Quarant’anni da girovago sulle strade del mondo. Dalle bidonville di Bombay alle cerimonie olimpiche di Torino e di Sochi, dal bar di Milano trasformato nella sala prove del monologo ’Icaro’ agli studios del Cirque du Soleil a Montréal, l’avventura umana e artistica di Daniele Finzi Pasca è quella di un viaggiatore sulla coda del tempo piovuto tra ponti e calli della Serenissima con la missione di stupire. Portatore di un mondo in bilico sul filo che ’Titizé - A Venetian Dream’, lo spettacolo prodotto assieme al Teatro Stabile del Veneto in scena al Goldoni fino al 13 ottobre, tende sopra le teste del pubblico con la poetica di concetti cari al regista luganese quali il Teatro della Carezza e il Gesto Invisibile. Sul palco un campionario di varia umanità raccontato con un linguaggio onirico e l’accortezza di mettere sempre bene in evidenza l’uomo che sta dietro al gesto acrobatico.

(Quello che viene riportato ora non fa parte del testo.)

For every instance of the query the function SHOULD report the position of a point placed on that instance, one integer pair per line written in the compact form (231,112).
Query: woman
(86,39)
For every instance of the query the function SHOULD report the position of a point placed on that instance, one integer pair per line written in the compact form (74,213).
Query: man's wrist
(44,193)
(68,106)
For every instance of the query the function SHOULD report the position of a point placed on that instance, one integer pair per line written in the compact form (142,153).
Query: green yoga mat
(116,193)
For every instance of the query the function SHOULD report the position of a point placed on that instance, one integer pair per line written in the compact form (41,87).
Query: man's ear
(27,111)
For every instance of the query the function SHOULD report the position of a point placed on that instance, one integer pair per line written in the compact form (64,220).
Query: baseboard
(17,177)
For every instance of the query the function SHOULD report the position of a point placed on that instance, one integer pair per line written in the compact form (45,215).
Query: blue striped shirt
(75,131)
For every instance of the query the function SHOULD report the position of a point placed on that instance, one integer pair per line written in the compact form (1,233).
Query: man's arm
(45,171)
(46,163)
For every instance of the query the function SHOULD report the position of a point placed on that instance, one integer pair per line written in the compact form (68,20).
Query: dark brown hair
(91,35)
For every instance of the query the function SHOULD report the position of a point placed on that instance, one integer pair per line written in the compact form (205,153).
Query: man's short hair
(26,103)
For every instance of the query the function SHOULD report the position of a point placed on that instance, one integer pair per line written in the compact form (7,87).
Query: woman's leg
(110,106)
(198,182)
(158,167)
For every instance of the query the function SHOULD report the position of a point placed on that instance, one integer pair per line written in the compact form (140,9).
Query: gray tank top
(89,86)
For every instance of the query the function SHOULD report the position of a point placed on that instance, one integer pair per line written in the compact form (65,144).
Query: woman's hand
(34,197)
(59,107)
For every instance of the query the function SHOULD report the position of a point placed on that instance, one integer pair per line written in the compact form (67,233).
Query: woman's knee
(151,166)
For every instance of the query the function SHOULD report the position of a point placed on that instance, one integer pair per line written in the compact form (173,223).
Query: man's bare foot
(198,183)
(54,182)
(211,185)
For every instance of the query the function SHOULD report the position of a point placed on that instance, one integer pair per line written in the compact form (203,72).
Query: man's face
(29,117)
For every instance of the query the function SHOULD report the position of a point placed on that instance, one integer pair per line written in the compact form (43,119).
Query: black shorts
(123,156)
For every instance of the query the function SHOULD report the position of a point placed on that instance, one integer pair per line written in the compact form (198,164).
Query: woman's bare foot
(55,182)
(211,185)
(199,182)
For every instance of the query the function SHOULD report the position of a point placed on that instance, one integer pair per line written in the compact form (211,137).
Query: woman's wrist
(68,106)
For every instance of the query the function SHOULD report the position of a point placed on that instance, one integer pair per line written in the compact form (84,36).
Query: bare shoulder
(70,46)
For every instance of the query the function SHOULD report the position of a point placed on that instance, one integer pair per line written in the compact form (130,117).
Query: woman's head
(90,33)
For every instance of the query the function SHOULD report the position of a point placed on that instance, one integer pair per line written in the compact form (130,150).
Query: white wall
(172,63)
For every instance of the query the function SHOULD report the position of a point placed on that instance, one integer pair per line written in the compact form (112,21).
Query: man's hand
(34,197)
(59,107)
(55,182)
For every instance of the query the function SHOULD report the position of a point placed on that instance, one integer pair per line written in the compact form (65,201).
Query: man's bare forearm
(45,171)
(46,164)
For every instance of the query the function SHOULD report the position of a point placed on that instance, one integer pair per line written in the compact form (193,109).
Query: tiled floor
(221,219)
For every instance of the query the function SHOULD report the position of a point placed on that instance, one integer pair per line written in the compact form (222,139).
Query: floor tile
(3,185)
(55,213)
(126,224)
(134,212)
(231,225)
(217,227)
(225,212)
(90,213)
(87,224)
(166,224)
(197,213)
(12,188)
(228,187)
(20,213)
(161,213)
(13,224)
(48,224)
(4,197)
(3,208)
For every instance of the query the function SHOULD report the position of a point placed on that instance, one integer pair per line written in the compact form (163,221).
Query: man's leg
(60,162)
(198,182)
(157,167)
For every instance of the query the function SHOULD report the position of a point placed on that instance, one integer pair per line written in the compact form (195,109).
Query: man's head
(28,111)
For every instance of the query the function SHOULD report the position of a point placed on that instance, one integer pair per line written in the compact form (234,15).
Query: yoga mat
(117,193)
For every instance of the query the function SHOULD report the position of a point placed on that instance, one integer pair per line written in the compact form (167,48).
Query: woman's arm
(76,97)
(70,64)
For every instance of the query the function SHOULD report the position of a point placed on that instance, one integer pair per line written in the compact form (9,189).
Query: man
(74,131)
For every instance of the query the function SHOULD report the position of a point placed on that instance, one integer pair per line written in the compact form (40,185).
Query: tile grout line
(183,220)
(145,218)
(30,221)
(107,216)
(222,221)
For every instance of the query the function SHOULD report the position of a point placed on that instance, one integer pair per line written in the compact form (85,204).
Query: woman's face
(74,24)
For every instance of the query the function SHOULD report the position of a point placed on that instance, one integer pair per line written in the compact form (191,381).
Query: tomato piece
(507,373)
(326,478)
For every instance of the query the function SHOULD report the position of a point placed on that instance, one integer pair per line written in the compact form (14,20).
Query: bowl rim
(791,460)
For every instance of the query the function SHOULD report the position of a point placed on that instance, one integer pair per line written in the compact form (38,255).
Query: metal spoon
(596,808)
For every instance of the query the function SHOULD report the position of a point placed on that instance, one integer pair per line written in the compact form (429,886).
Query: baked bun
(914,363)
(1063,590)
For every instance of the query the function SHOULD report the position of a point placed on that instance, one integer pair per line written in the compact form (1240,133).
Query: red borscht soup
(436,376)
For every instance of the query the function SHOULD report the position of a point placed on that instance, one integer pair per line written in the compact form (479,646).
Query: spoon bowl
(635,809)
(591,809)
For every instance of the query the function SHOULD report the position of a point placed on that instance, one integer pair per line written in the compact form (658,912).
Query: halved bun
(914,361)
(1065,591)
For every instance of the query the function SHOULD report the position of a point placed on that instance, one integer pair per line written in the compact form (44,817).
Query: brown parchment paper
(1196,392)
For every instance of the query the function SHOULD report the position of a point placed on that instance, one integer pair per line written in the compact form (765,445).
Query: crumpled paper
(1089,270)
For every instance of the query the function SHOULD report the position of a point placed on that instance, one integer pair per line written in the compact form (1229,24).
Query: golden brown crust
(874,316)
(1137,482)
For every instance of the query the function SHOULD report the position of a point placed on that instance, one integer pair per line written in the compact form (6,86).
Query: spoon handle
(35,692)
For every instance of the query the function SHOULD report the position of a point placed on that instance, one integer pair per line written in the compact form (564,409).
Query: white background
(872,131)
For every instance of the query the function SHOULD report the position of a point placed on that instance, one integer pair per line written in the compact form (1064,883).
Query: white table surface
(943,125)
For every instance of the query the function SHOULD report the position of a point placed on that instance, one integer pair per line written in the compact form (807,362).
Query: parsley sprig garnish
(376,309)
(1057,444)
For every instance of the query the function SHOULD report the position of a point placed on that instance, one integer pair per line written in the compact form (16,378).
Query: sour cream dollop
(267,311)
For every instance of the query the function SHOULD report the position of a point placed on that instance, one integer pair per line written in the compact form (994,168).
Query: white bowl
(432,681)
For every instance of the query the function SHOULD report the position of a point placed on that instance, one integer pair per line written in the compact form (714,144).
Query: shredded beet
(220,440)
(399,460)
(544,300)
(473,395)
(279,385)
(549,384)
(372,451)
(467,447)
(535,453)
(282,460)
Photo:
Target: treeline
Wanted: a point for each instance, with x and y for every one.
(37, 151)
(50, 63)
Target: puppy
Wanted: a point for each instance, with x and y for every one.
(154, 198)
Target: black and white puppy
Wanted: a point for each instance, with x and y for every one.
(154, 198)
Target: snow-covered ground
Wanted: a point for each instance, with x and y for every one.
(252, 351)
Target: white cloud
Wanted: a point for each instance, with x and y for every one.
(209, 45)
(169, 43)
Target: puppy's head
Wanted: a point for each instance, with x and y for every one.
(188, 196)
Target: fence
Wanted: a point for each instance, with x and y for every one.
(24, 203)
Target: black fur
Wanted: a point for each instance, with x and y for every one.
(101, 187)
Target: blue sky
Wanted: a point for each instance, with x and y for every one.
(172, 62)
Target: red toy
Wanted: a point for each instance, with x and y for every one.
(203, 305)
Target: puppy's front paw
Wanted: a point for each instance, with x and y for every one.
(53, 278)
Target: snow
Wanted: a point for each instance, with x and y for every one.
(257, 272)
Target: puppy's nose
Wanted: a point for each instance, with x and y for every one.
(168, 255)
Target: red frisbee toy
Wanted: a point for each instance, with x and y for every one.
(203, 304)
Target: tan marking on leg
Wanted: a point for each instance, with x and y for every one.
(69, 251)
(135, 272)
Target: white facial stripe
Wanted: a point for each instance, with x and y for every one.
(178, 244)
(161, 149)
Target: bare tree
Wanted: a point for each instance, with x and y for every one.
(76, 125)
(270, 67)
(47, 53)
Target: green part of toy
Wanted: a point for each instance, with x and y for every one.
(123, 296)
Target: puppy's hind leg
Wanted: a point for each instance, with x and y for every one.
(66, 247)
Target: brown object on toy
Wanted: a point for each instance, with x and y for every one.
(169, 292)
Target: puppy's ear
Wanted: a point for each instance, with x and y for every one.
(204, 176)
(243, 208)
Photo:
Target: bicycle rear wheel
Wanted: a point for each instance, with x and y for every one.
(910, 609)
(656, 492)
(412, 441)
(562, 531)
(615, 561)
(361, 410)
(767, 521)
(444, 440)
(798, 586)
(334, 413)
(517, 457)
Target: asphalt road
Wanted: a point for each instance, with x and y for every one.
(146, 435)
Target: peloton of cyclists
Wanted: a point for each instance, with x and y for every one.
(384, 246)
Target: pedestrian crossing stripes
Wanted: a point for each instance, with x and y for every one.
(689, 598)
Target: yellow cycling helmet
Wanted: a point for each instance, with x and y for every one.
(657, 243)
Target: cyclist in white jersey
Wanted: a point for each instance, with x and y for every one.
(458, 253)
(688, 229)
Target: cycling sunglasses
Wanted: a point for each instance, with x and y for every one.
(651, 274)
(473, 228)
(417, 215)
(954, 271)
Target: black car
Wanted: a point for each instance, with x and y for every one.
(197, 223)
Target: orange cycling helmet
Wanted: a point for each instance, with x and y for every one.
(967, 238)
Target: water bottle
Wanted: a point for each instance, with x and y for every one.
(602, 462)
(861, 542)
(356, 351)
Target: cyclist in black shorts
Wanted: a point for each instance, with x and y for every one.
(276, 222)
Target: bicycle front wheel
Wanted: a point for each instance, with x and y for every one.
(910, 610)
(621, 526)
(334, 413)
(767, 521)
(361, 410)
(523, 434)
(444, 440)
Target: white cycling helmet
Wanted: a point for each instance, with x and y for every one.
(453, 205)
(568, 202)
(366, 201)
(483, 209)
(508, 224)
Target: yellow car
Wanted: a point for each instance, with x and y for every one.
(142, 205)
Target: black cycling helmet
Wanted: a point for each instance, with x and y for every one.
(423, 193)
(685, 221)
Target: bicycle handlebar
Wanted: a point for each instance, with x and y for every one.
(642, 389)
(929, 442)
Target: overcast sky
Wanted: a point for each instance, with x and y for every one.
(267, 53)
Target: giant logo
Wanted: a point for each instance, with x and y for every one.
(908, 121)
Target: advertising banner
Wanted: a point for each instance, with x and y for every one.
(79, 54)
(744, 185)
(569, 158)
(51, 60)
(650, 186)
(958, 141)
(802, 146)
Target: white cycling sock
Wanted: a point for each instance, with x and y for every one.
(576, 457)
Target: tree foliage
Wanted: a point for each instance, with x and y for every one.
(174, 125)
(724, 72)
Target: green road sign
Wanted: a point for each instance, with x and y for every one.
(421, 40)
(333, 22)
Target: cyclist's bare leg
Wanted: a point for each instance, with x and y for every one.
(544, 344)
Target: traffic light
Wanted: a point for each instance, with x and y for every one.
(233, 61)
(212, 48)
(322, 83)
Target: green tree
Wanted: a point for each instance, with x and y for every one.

Finzi Pasca, ’Titizé’ in veneziano significa ’tu sei’.

"Già, chi sei tu veneziano o forestiero davanti allo spirito e alla storia di questa città? Visto che ‘Titizé’ cade, tra l’altro, nel 40° compleanno della compagnia, la domanda mi sembra azzeccata".

Qual è l’intento di uno spettacolo così?

"Provo a cogliere con lievità quanto di magico c’è dietro a una città e alla sua cultura tenendomi lontano dai luoghi comuni. Perché i viaggiatori sono affamati di storie, cercano gli occhi della gente, i suoi pensieri, non stereotipi da cartolina".

In scena ci sono diversi Pulcinella. Nei dipinti a Ca’ Rezzonico, Tiepolo utilizzò la più famosa maschera napoletana come allegoria della caduta della Repubblica di Venezia. E lei?

"Probabilmente quella di Pulcinella è la figura che spiega meglio il concetto italico di clowneria; il giocoliere del pensiero, il sofista, incarnato da figure emblematiche come quelle di Fo, di Benigni, di Troisi".

Il finale dello spettacolo vede in scena rinoceronti elefanti, ippopotami. Il rinoceronte è quella ‘Clara’ portata a Venezia a metà del Settecento e raffigurata in un celebre quadro di Pietro Longhi?

"Sì, lei. E c’è pure l’elefante indiano che nel 1819, a fine carnevale, se ne fuggì dal serraglio in Riva degli Schiavoni dov’era esposto inseguito dai soldati austriaci. Vista l’inefficacia delle fucilate, i militari per abbatterlo dovettero ricorrere ad un cannone leggero. Lo scheletro è ancora esposto al Museo della Natura e dell’Uomo dell’Università di Padova. L’ippopotamo no, quello ce lo siamo inventati".

Guardando la strada fatta finora, qual è il suo primo pensiero?

"Che sono stato fortunato. Ho avuto l’opportunità di viaggiare dentro progetti importanti conoscendo persone speciali che mi hanno insegnato una valanga di cose. E ho avuto il privilegio di farlo assieme agli amici di sempre. Spero solo di avere abbastanza tempo per realizzare tutto quel che mi porto nel cuore".

Fra due anni cadono pure i vent’anni della sua prima cerimonia olimpica. Quella di chiusura di Torino 2006.

"Sono tra i pochi registi ad essere entrato nel mondo dei grandi progetti rimanendo fedele alla semplicità dell’esperienza teatrale. La sfida delle cerimonie olimpiche sta nell’esatta coscienza del tempo, nel sapere che alla fine avrai solo un paio di settimane per finalizzare un lavoro di mesi, di anni, e che in quei pochi giorni tutto dovrà incastrarsi alla perfezione".

Un pensiero a Milano-Cortina l’ha fatto?

"Le cerimonie sono una meraviglia, ma anche uno sforzo enorme. Bene, quindi, sedermi a riflettere su cosa sarebbe bello fare, ma non necessariamente mettermi lì a costruire in prima persona. Se arrivasse la proposta, però, la valuterei con attenzione. Alle cose pazze non si dice mai di no".

Impressioni delle cerimonie parigine?

"Bella e interessante quella d’apertura, perché ha avuto il coraggio di cambiare paradigma trasformandosi in un evento diffuso, peccato solo la sfortuna del tempo inclemente. Certo, con tutto il mondo davanti alla tv, forse ci sono stati dei passaggi discutibili, ma la Francia è il Paese del can can, quello del tiriamo su le gonne e facciamo vedere le gambe… E poi nell’arte bisogna osare. A Parigi l’hanno fatto. Bravi".